There are situations in which it is useful to reimport a file into Deja Vu X (DVX), although part of the translation has already been done. From the information in the MDB (Memory DataBase), it should be possible most or all of the earlier translations as exact matches.
To get this closer to "all" than to "most", I propose the algorithm AutoJoin, for inclusion in DVX as an option.
Note: Auto Join could also be useful in combination with AutoPropagate!
Situations in which a re-import may be useful include the following:
Word, client suddenly remembers they want Trados uncleaned. (Bad example, because joining is not possible in Trados Workbench files imported into DVX. Should/could it be made possible in this case?)
Large number of typos and spelling errors. Better to correct these in the source file first, to avoid MDB fouling.

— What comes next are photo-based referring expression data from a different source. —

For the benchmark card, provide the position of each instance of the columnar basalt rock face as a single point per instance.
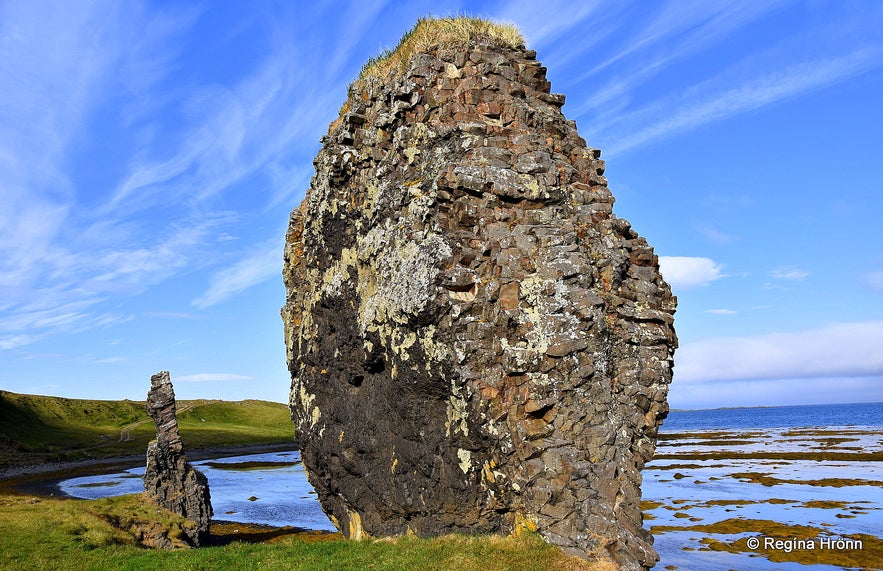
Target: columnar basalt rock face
(476, 342)
(169, 480)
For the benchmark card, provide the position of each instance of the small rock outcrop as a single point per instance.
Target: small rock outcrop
(169, 480)
(476, 343)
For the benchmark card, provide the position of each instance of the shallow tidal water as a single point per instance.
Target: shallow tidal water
(696, 481)
(781, 478)
(266, 489)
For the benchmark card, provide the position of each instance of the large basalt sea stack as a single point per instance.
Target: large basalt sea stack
(168, 479)
(476, 343)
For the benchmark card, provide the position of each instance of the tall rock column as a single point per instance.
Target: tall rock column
(169, 480)
(476, 342)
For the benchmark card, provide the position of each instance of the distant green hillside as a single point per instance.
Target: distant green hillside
(35, 428)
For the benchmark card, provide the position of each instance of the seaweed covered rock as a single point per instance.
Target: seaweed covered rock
(168, 479)
(476, 343)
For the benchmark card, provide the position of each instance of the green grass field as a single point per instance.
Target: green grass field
(53, 534)
(45, 533)
(43, 428)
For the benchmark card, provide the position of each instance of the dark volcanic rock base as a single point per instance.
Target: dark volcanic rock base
(476, 343)
(168, 479)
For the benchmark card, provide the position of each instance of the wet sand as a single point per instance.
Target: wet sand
(42, 479)
(807, 496)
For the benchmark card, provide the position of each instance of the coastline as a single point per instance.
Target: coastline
(42, 479)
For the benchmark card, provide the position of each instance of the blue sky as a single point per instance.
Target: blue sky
(150, 153)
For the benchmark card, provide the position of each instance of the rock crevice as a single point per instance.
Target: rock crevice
(476, 343)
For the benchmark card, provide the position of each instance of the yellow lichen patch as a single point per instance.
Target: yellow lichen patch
(465, 457)
(523, 523)
(357, 532)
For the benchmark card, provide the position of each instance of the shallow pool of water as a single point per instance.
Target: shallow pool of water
(269, 489)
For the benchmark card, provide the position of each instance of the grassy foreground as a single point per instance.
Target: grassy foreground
(77, 534)
(37, 429)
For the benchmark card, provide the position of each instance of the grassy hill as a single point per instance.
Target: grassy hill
(43, 428)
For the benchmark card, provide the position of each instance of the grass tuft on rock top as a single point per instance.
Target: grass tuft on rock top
(443, 32)
(56, 534)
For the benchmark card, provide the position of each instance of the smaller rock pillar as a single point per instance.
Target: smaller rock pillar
(169, 480)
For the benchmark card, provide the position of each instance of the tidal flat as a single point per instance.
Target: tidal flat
(775, 498)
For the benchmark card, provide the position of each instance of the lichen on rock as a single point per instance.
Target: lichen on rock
(169, 480)
(476, 343)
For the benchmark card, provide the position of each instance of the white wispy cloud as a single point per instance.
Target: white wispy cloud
(685, 272)
(873, 280)
(707, 106)
(247, 272)
(551, 20)
(212, 377)
(836, 350)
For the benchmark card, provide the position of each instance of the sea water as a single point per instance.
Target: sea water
(774, 474)
(862, 414)
(279, 495)
(267, 489)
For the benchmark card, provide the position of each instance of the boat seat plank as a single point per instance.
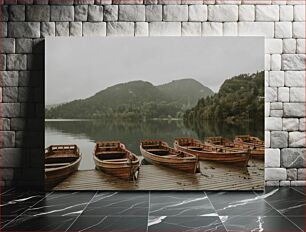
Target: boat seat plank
(155, 150)
(110, 152)
(116, 160)
(56, 164)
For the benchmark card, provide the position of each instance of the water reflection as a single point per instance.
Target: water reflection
(84, 133)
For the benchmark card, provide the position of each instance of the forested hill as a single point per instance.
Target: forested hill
(134, 100)
(239, 99)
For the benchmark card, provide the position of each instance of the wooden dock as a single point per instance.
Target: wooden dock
(213, 177)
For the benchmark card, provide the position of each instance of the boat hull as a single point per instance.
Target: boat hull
(123, 171)
(54, 177)
(55, 156)
(233, 158)
(253, 143)
(125, 166)
(186, 165)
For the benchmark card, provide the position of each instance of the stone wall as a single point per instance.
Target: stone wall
(25, 23)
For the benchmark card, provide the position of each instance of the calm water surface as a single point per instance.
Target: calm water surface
(84, 133)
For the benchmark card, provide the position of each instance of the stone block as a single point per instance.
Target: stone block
(290, 124)
(283, 30)
(246, 13)
(230, 29)
(80, 13)
(296, 139)
(17, 13)
(293, 61)
(165, 29)
(289, 46)
(38, 13)
(301, 174)
(94, 29)
(293, 157)
(267, 13)
(272, 158)
(267, 109)
(256, 29)
(283, 94)
(273, 46)
(292, 174)
(302, 124)
(141, 29)
(275, 174)
(300, 48)
(197, 13)
(267, 138)
(131, 13)
(4, 15)
(191, 29)
(62, 13)
(11, 110)
(18, 124)
(295, 78)
(276, 62)
(154, 13)
(9, 78)
(299, 13)
(16, 62)
(276, 113)
(9, 94)
(212, 29)
(270, 94)
(95, 13)
(62, 29)
(110, 13)
(120, 29)
(279, 139)
(8, 45)
(175, 13)
(2, 62)
(294, 109)
(75, 29)
(24, 29)
(277, 78)
(298, 30)
(286, 13)
(297, 94)
(12, 157)
(267, 61)
(3, 32)
(273, 123)
(47, 29)
(23, 45)
(222, 13)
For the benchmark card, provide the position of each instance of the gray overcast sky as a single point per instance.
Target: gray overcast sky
(78, 67)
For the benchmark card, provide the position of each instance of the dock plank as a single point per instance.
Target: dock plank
(213, 176)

Hard returns due to an incompetent writer, or conversion from PDF, directly or via OCR. Hard returns removed before import, but in an annoyingly large number of cases, proper removal was forgotten (oversight).
RTF/Doc issue, see 2081221a (hyperlink)
Autosend to MDB not switched on.
Minumum length of segments to be saved in the MDB. (Does that setting still exist in DVX, or DV3 only?)
Numbers in segment: not counted for minimum length? (DV3, retest for DVX).
Manual joins during the translation process.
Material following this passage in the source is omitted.